How to interpret junction_End starting in an intron?

Hello all,

I am wondering how I should interpret the “smaller_splice” in the image / table below.

Some context: this is a gene on the negative strand, so I would understand that the junction_Start is the 3′ splice acceptor site and junction_End 5′ splice donor site.

The “big_splice” seems to make sense to me, starting at the end of exon1 going to the cassette exon, but the “smaller_splice” seems to start in the middle of the intron, does this mean that alphagenome predicts that anything before is an exon, or could it be that it is a second splice donor that is ignored after the one that should be there at the end of exon1?

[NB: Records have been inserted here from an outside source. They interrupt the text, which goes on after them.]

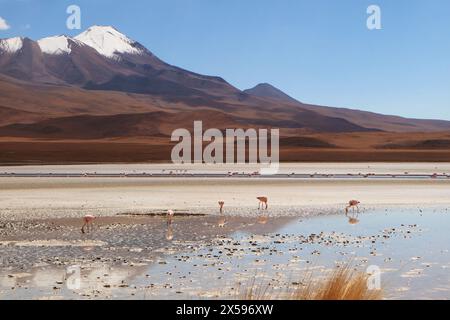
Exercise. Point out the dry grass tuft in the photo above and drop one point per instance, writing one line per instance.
(343, 284)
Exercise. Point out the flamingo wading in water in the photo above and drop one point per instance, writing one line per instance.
(88, 223)
(352, 204)
(221, 204)
(170, 215)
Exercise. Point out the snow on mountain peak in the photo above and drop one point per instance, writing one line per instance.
(11, 45)
(56, 45)
(108, 41)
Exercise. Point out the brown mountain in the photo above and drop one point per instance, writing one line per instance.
(102, 84)
(266, 90)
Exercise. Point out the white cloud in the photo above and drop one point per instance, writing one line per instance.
(3, 24)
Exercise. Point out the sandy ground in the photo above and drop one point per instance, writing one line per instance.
(23, 198)
(196, 258)
(403, 229)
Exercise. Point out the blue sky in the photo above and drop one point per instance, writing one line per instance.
(318, 51)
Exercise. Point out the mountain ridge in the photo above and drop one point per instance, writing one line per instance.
(102, 62)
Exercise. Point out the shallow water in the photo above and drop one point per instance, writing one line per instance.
(140, 258)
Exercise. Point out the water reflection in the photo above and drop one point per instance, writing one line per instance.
(169, 233)
(352, 217)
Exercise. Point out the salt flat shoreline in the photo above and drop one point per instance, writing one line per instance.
(40, 198)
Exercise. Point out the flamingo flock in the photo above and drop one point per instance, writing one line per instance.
(88, 220)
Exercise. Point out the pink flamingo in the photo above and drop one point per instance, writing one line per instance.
(88, 222)
(170, 215)
(262, 201)
(352, 204)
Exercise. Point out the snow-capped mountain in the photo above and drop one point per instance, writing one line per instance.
(11, 45)
(101, 58)
(109, 42)
(57, 45)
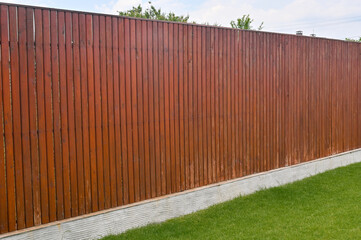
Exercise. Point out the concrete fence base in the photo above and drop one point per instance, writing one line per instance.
(118, 220)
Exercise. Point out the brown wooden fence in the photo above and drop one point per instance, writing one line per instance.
(98, 111)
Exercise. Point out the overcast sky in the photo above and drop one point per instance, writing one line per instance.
(326, 18)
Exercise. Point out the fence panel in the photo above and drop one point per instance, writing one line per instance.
(99, 111)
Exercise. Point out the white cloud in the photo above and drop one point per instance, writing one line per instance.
(327, 18)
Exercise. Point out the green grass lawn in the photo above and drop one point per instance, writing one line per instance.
(326, 206)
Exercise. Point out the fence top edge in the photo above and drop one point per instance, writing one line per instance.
(179, 23)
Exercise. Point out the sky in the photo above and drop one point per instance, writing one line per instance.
(337, 19)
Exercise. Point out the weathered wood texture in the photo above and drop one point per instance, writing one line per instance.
(98, 111)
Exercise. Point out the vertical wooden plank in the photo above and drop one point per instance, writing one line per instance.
(32, 115)
(110, 83)
(128, 81)
(13, 94)
(157, 107)
(221, 101)
(85, 111)
(133, 69)
(123, 105)
(176, 107)
(151, 108)
(182, 84)
(48, 117)
(118, 158)
(232, 103)
(98, 113)
(227, 106)
(56, 112)
(208, 104)
(171, 113)
(200, 92)
(71, 120)
(41, 115)
(139, 97)
(146, 111)
(196, 99)
(104, 109)
(191, 107)
(78, 114)
(237, 103)
(166, 78)
(184, 76)
(217, 103)
(4, 224)
(64, 115)
(91, 98)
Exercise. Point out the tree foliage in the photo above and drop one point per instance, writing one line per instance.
(153, 13)
(245, 23)
(353, 40)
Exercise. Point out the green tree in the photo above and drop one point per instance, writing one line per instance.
(353, 40)
(245, 23)
(153, 13)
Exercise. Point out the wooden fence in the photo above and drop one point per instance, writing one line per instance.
(98, 111)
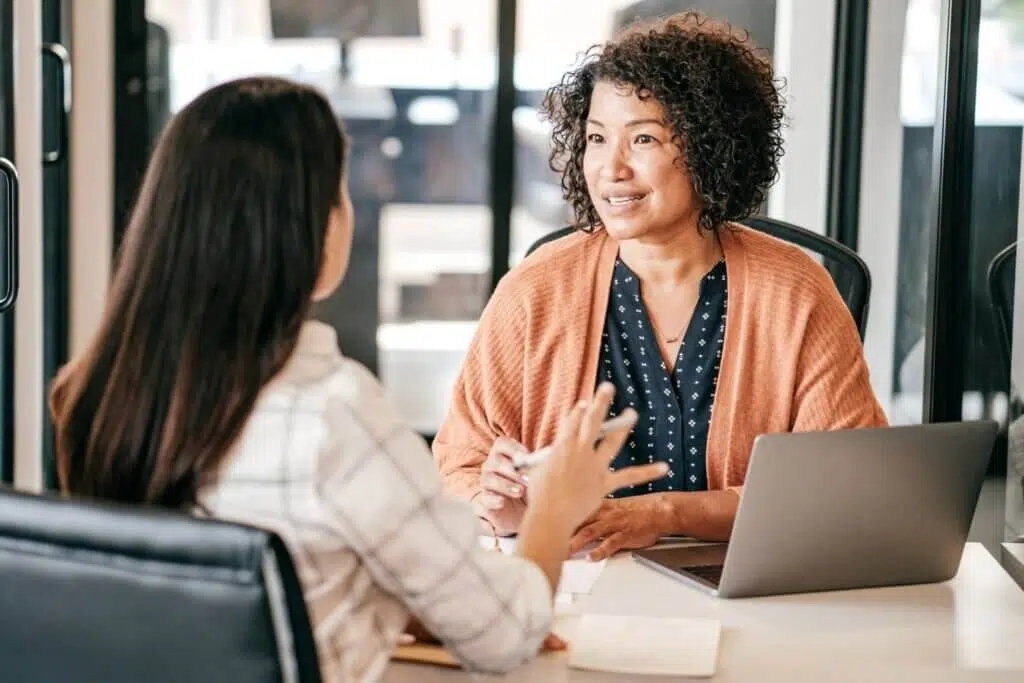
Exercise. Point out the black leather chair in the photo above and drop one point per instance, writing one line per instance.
(92, 593)
(1001, 271)
(849, 271)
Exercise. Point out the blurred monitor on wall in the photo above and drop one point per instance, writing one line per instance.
(345, 19)
(757, 16)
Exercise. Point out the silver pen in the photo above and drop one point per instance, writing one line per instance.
(528, 460)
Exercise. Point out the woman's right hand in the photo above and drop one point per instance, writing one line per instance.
(573, 480)
(502, 499)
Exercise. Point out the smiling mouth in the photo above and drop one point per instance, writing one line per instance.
(625, 200)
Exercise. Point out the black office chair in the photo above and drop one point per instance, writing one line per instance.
(1000, 276)
(852, 278)
(93, 593)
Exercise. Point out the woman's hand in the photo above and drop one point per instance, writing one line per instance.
(624, 523)
(502, 499)
(576, 478)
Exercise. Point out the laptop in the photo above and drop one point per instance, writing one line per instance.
(849, 509)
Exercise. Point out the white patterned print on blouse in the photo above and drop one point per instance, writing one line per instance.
(675, 409)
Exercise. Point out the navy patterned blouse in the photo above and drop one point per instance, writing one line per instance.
(674, 407)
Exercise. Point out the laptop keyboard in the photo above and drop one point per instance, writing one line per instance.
(710, 572)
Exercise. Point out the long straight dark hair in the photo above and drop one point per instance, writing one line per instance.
(213, 283)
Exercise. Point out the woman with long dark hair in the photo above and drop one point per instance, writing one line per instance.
(208, 389)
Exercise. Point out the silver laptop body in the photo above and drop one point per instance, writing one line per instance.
(858, 508)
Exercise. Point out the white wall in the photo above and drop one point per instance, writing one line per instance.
(91, 166)
(29, 395)
(804, 37)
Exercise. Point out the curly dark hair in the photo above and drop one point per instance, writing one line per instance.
(720, 98)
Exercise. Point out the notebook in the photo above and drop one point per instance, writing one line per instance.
(646, 646)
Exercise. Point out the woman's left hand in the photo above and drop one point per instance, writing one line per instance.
(625, 523)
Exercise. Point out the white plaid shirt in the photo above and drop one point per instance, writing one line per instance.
(326, 463)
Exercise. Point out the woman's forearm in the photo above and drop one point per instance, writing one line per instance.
(707, 515)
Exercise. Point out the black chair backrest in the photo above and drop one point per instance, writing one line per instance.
(1001, 273)
(849, 271)
(90, 592)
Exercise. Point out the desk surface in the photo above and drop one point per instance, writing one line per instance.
(968, 629)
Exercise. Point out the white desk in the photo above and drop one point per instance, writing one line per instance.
(969, 629)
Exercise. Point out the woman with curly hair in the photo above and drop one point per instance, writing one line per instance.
(665, 137)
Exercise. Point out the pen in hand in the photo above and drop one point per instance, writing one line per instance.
(529, 460)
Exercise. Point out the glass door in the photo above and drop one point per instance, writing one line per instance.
(8, 216)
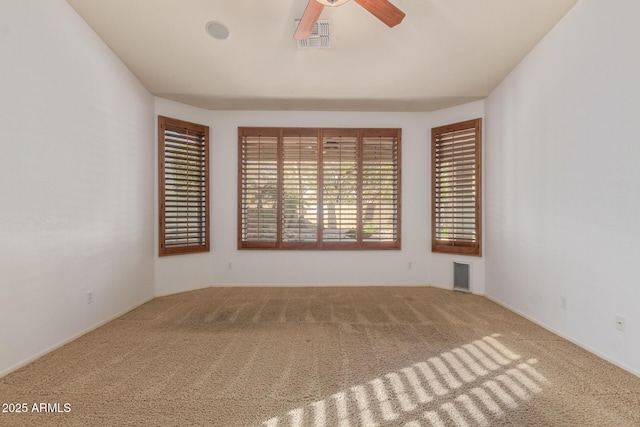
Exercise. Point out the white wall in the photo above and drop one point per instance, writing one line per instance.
(562, 177)
(76, 179)
(309, 268)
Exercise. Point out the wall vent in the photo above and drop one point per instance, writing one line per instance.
(461, 277)
(320, 37)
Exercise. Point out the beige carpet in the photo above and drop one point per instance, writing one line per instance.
(322, 357)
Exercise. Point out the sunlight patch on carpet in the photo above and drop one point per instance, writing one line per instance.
(467, 385)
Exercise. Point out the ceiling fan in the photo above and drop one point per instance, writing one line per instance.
(381, 9)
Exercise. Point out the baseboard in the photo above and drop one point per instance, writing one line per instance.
(68, 340)
(566, 337)
(306, 285)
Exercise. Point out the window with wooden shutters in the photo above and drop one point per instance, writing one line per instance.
(456, 188)
(258, 158)
(319, 188)
(183, 175)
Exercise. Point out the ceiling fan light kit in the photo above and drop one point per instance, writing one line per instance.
(332, 3)
(381, 9)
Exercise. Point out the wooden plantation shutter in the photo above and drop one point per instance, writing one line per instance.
(259, 210)
(456, 188)
(308, 188)
(300, 188)
(380, 185)
(340, 186)
(183, 175)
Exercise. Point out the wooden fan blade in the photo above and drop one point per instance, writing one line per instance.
(308, 20)
(383, 10)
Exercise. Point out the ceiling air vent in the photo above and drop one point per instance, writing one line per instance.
(320, 37)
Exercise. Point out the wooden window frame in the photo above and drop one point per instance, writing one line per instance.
(199, 150)
(463, 242)
(362, 239)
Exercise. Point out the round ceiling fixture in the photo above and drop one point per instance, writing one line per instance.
(217, 30)
(332, 2)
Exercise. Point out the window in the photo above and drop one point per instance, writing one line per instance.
(308, 188)
(183, 178)
(456, 188)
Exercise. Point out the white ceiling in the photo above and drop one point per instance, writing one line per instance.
(444, 53)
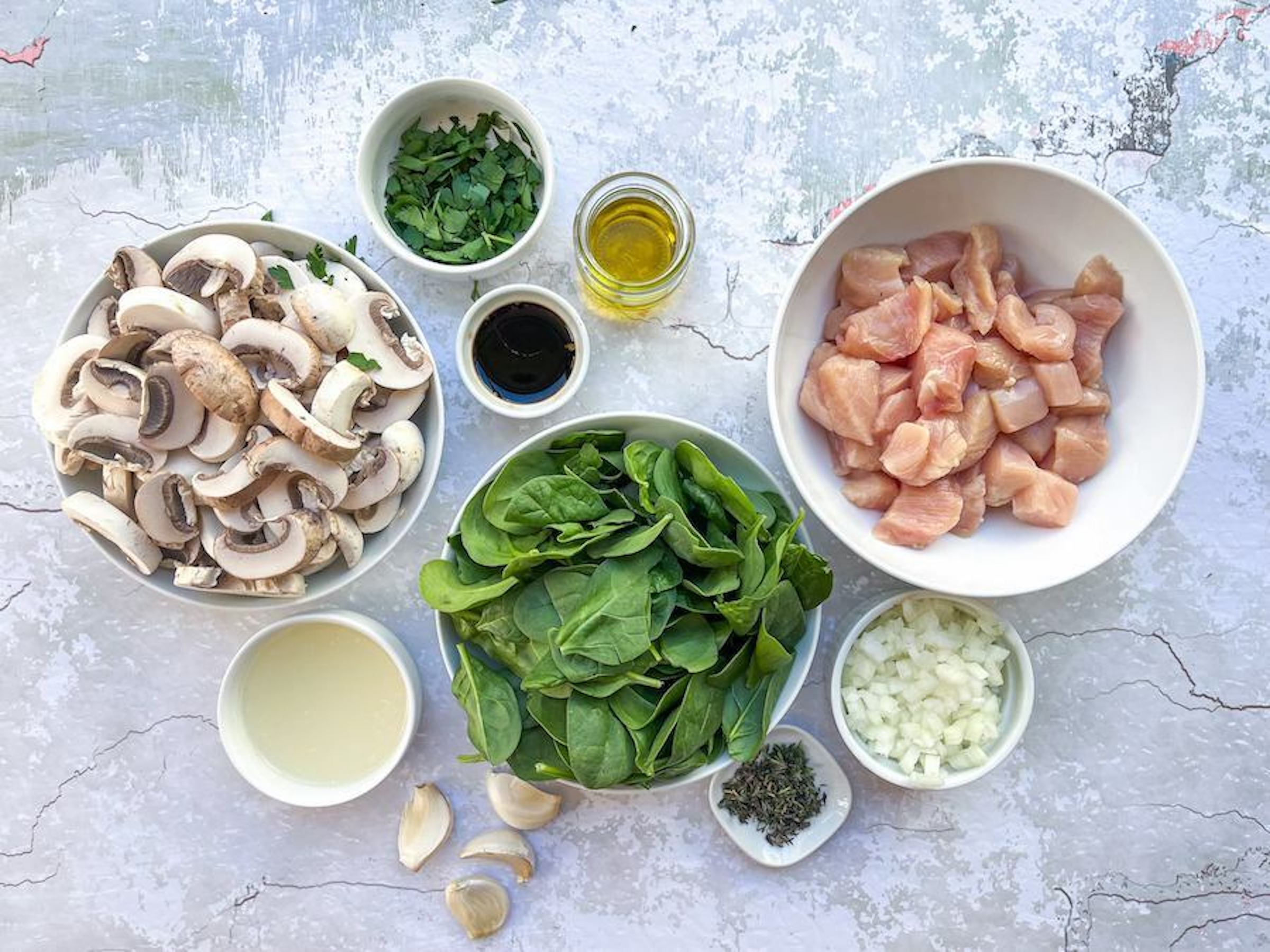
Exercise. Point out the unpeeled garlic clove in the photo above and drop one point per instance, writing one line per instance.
(520, 804)
(503, 846)
(426, 824)
(479, 903)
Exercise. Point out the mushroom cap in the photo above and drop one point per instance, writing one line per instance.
(54, 401)
(166, 509)
(211, 263)
(216, 378)
(341, 392)
(284, 409)
(134, 268)
(96, 515)
(170, 416)
(112, 386)
(295, 540)
(162, 310)
(289, 356)
(108, 438)
(324, 314)
(403, 362)
(388, 407)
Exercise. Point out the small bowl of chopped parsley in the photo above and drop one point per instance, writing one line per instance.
(456, 178)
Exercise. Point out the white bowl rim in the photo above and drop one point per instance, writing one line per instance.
(423, 486)
(1005, 744)
(296, 792)
(375, 215)
(987, 589)
(811, 634)
(486, 305)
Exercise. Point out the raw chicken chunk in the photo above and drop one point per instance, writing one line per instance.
(849, 391)
(973, 273)
(870, 274)
(932, 257)
(1047, 335)
(1099, 277)
(1058, 382)
(921, 452)
(1095, 316)
(997, 365)
(920, 515)
(941, 369)
(1008, 470)
(870, 490)
(1048, 500)
(1020, 405)
(890, 331)
(1081, 447)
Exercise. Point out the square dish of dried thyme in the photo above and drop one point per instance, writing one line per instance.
(778, 791)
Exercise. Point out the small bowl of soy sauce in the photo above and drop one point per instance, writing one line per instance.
(522, 351)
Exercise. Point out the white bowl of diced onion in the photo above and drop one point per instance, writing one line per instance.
(935, 695)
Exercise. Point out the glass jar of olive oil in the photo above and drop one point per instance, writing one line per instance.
(633, 236)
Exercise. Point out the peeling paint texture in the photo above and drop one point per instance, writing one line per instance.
(1136, 814)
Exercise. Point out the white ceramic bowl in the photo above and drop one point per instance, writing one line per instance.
(732, 461)
(1018, 693)
(1155, 369)
(430, 419)
(465, 342)
(432, 103)
(257, 770)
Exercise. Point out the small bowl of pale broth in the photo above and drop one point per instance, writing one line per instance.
(318, 709)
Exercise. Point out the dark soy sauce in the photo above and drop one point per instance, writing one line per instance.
(524, 352)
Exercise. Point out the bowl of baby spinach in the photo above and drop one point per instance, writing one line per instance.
(625, 601)
(456, 178)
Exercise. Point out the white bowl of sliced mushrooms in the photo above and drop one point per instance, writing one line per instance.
(242, 409)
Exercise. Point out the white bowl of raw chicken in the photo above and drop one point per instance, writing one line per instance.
(1154, 369)
(430, 417)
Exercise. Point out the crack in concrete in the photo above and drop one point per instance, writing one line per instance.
(88, 768)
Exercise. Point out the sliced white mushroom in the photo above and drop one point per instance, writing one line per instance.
(405, 442)
(162, 310)
(403, 363)
(107, 438)
(296, 538)
(275, 352)
(388, 407)
(211, 263)
(216, 378)
(170, 416)
(378, 516)
(373, 478)
(325, 315)
(96, 515)
(117, 488)
(113, 386)
(341, 392)
(54, 403)
(103, 322)
(166, 509)
(284, 409)
(134, 268)
(217, 440)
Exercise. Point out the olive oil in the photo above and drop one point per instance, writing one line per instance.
(633, 239)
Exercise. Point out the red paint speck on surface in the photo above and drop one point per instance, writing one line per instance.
(27, 55)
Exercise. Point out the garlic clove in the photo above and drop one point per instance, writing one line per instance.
(502, 846)
(520, 804)
(426, 824)
(479, 904)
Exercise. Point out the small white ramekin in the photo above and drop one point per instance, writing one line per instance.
(432, 103)
(249, 762)
(465, 342)
(1018, 693)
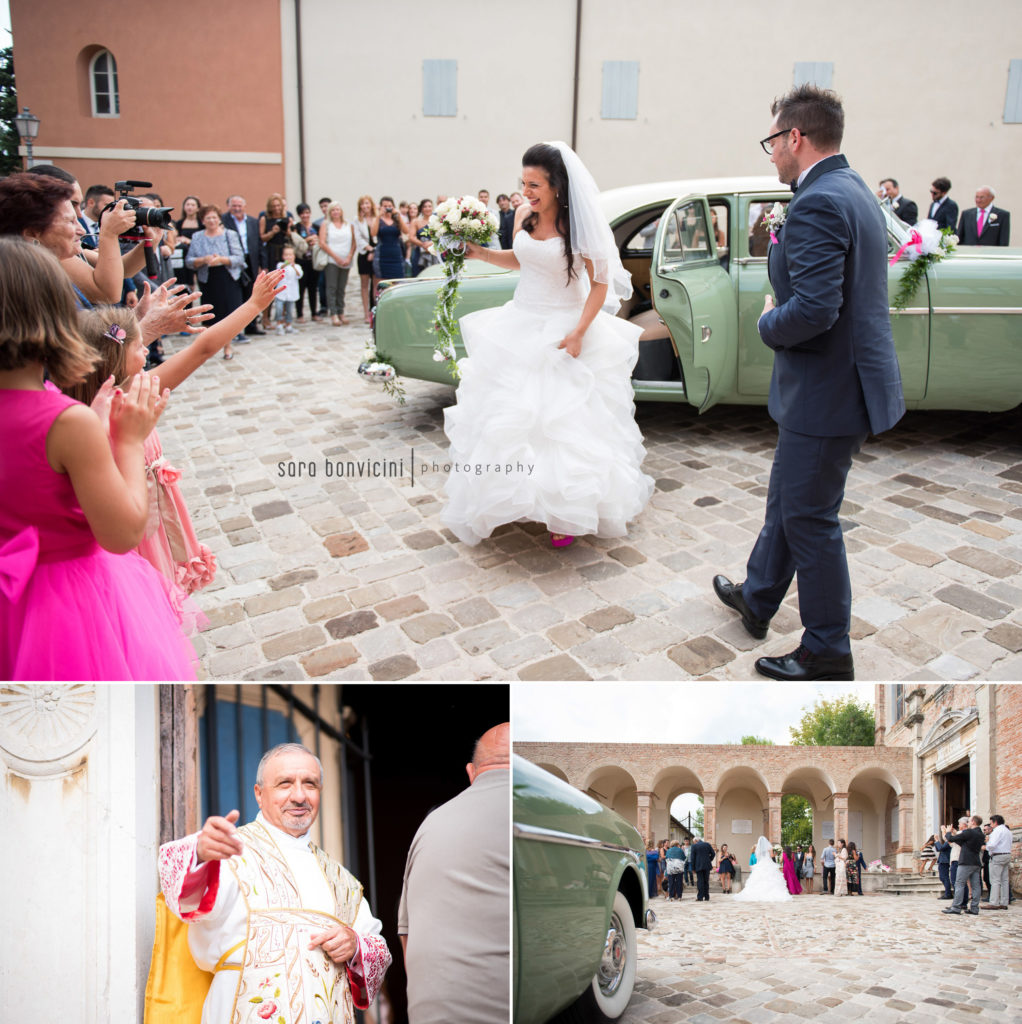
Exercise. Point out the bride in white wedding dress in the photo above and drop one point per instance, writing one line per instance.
(765, 883)
(544, 427)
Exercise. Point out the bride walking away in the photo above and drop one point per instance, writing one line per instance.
(765, 884)
(544, 426)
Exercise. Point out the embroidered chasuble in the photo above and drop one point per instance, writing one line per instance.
(250, 923)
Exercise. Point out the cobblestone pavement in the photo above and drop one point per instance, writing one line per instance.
(878, 958)
(325, 573)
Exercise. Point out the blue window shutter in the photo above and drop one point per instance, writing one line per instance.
(621, 90)
(1013, 101)
(439, 88)
(814, 73)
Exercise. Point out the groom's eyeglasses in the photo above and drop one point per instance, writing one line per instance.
(768, 143)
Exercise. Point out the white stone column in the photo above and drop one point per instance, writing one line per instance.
(78, 799)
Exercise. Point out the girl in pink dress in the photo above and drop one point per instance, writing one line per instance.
(76, 601)
(170, 543)
(788, 869)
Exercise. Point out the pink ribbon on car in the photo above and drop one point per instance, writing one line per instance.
(914, 239)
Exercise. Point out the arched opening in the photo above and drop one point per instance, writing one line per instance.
(675, 802)
(615, 788)
(873, 802)
(806, 801)
(742, 810)
(103, 88)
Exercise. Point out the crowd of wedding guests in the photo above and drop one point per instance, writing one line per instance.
(969, 859)
(840, 867)
(982, 224)
(382, 240)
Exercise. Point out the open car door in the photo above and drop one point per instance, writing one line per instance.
(693, 295)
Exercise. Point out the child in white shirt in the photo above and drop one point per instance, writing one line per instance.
(284, 306)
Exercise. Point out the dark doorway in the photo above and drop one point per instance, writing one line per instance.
(403, 747)
(954, 790)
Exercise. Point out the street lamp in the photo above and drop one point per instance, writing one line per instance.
(28, 129)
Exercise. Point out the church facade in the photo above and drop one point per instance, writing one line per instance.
(940, 751)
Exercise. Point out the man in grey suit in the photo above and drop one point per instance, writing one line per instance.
(984, 224)
(247, 228)
(836, 379)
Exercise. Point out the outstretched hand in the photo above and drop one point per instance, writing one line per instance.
(267, 286)
(339, 943)
(571, 344)
(218, 839)
(134, 413)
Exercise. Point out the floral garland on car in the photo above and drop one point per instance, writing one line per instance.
(774, 218)
(932, 244)
(377, 369)
(453, 223)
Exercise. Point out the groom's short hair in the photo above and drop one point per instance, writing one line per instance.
(816, 113)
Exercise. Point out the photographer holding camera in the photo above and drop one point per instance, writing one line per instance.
(971, 840)
(275, 225)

Thank you in advance for the feedback.

junction_Start junction_End name output_type variant_scorer track_name track_strand Assay title ontology_curie biosample_name biosample_type raw_score quantile_score
173915186 173917218 big_splice SPLICE_JUNCTIONS SpliceJunctionScorer() junction_UBERON:0002107 polyA plus RNA-seq . polyA plus RNA-seq UBERON:0002107 liver tissue 0.20898438 0.993351
173915186 173917218 big_splice SPLICE_JUNCTIONS SpliceJunctionScorer() junction_UBERON:0002107 total RNA-seq . total RNA-seq UBERON:0002107 liver tissue 0.1607666 0.9912486
173915115 173916406 smaller_splice SPLICE_JUNCTIONS SpliceJunctionScorer() junction_UBERON:0002107 total RNA-seq . total RNA-seq UBERON:0002107 liver tissue 0.12902832 0.9890026
173915115 173916406 smaller_splice SPLICE_JUNCTIONS SpliceJunctionScorer() junction_UBERON:0002107 polyA plus RNA-seq . polyA plus RNA-seq UBERON:0002107 liver tissue 0.11065674 0.9868027

Hi, it looks like the “smaller_splice” starts (5’, on the right) from an annotated exon in one of the transcript? The end of the junction (left side) looks like a newly predicted acceptor. This does not mean the model is predicting a big exon before the smaller_splice junction, there might be another smaller junction being predicted, try lower filter_threshold argument and see if it is being visualized in the reference and alternative predictions. Note that, looks like you are looking at the variant prediction annData, there only junctions relevant to variant score is shown.